Sound artist Robert Jarvis has worked with scientists at the UK’s University of Birmingham to create three musical compositions using air quality data.
Researchers compiled air quality data from urban and rural locations at different times of the day. These were then used to produce sound works using a variety of different instruments and styles, inviting listeners to ‘hear’ differences in air pollution.
The Sounding Out Pollution project has three pieces. The first is based on pollution data comparing countryside and cities across the UK. The second charts how air pollution changes on an hourly basis across the West Midlands region of the UK. The third illustrates how the air we breathe changes as we journey from Birmingham’s rural outskirts and into the city centre.
Funded by the Natural Environment Research Council, the exploratory project was developed in collaboration with WM-Air, a University of Birmingham research project to improve air quality and health across the West Midlands.
Dr Catherine Muller, project manager for WM-Air, says: “We’re all aware that air pollution is harmful and that it affects all of us – but because it’s invisible it’s hard to maintain that awareness.
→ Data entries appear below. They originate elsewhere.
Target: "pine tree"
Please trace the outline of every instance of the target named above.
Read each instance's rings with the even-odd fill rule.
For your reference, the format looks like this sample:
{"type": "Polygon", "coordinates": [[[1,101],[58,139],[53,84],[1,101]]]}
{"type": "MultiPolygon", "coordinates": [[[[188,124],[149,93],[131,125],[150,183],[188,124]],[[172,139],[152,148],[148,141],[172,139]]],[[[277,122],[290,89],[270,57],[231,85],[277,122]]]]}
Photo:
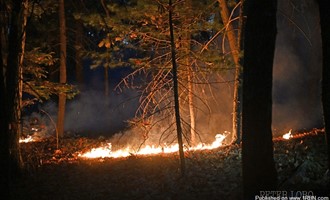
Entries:
{"type": "MultiPolygon", "coordinates": [[[[178,82],[180,96],[180,111],[183,113],[182,123],[184,136],[188,144],[198,142],[198,128],[195,123],[195,110],[205,110],[210,112],[208,98],[198,91],[208,91],[211,85],[209,81],[214,78],[214,74],[221,71],[223,57],[219,57],[215,52],[216,44],[212,43],[207,51],[200,51],[216,29],[221,27],[217,23],[217,7],[211,2],[174,2],[176,12],[173,13],[173,24],[175,27],[175,46],[178,63],[178,82]],[[190,7],[190,8],[189,8],[190,7]],[[206,7],[207,9],[201,9],[206,7]],[[210,11],[211,9],[211,11],[210,11]],[[214,73],[216,71],[216,73],[214,73]],[[197,84],[196,84],[197,83],[197,84]],[[204,90],[205,89],[205,90],[204,90]],[[198,104],[205,106],[198,108],[198,104]]],[[[139,1],[137,5],[129,9],[131,15],[127,16],[128,30],[131,30],[128,41],[134,42],[135,48],[140,55],[131,58],[130,61],[135,67],[135,71],[124,79],[123,84],[130,83],[135,74],[145,73],[147,82],[145,86],[140,85],[142,90],[141,105],[137,112],[138,121],[151,122],[150,128],[157,124],[169,123],[163,134],[163,138],[171,140],[171,134],[175,130],[171,118],[174,112],[171,88],[172,73],[170,67],[170,46],[169,46],[169,24],[166,21],[166,3],[152,3],[150,1],[139,1]],[[144,12],[145,11],[145,12],[144,12]],[[134,40],[132,40],[134,38],[134,40]]],[[[212,91],[210,91],[212,93],[212,91]]],[[[133,121],[135,124],[142,124],[133,121]]],[[[148,137],[146,137],[148,138],[148,137]]]]}

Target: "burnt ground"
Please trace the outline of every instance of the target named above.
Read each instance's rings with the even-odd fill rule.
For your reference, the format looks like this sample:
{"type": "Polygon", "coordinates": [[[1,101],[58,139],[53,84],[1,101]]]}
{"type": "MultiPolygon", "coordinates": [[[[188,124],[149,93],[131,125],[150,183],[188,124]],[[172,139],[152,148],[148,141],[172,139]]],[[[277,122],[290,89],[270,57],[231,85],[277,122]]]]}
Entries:
{"type": "MultiPolygon", "coordinates": [[[[11,185],[12,199],[241,199],[241,148],[225,146],[186,152],[186,176],[177,154],[81,159],[106,139],[66,138],[22,144],[26,172],[11,185]]],[[[279,191],[330,197],[322,130],[274,139],[279,191]],[[305,192],[306,193],[306,192],[305,192]]]]}

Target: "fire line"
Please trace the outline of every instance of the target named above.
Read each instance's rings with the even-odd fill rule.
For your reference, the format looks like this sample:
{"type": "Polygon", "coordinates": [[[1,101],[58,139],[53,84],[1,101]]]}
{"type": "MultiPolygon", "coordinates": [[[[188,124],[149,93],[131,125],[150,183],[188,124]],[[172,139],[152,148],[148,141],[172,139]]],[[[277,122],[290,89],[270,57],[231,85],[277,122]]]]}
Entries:
{"type": "MultiPolygon", "coordinates": [[[[200,143],[194,147],[190,147],[187,150],[205,150],[205,149],[215,149],[223,144],[223,140],[226,138],[223,134],[217,134],[215,136],[215,140],[212,144],[203,144],[200,143]]],[[[144,148],[141,148],[138,152],[134,153],[135,155],[154,155],[154,154],[160,154],[160,153],[174,153],[179,150],[179,145],[174,144],[167,146],[164,144],[164,146],[155,147],[154,145],[147,145],[144,148]]],[[[119,149],[117,151],[112,151],[112,145],[111,143],[108,143],[104,146],[93,148],[90,151],[79,154],[79,157],[83,158],[119,158],[119,157],[128,157],[132,155],[131,152],[134,152],[131,148],[127,147],[124,149],[119,149]]]]}

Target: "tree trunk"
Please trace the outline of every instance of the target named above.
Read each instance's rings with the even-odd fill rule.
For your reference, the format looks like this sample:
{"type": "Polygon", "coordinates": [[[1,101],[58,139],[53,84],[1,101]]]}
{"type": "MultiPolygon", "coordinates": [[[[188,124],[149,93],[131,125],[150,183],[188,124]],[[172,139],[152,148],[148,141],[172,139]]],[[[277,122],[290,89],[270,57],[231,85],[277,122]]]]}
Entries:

Sounding Out Pollution offers people a fresh perspective on pollution – and maybe an incentive to occasionally walk or choose public transport rather than get into a car.”
“Perhaps from years of listening to music, people are pretty proficient at deciphering sonic information,” says sound artist Robert Jarvis. “As a result, by using audio in this way we can quickly form new understandings. My hope is that Sounding Out Pollution offers a useful way in learning about how our immediate environment is changed by the choices we make.”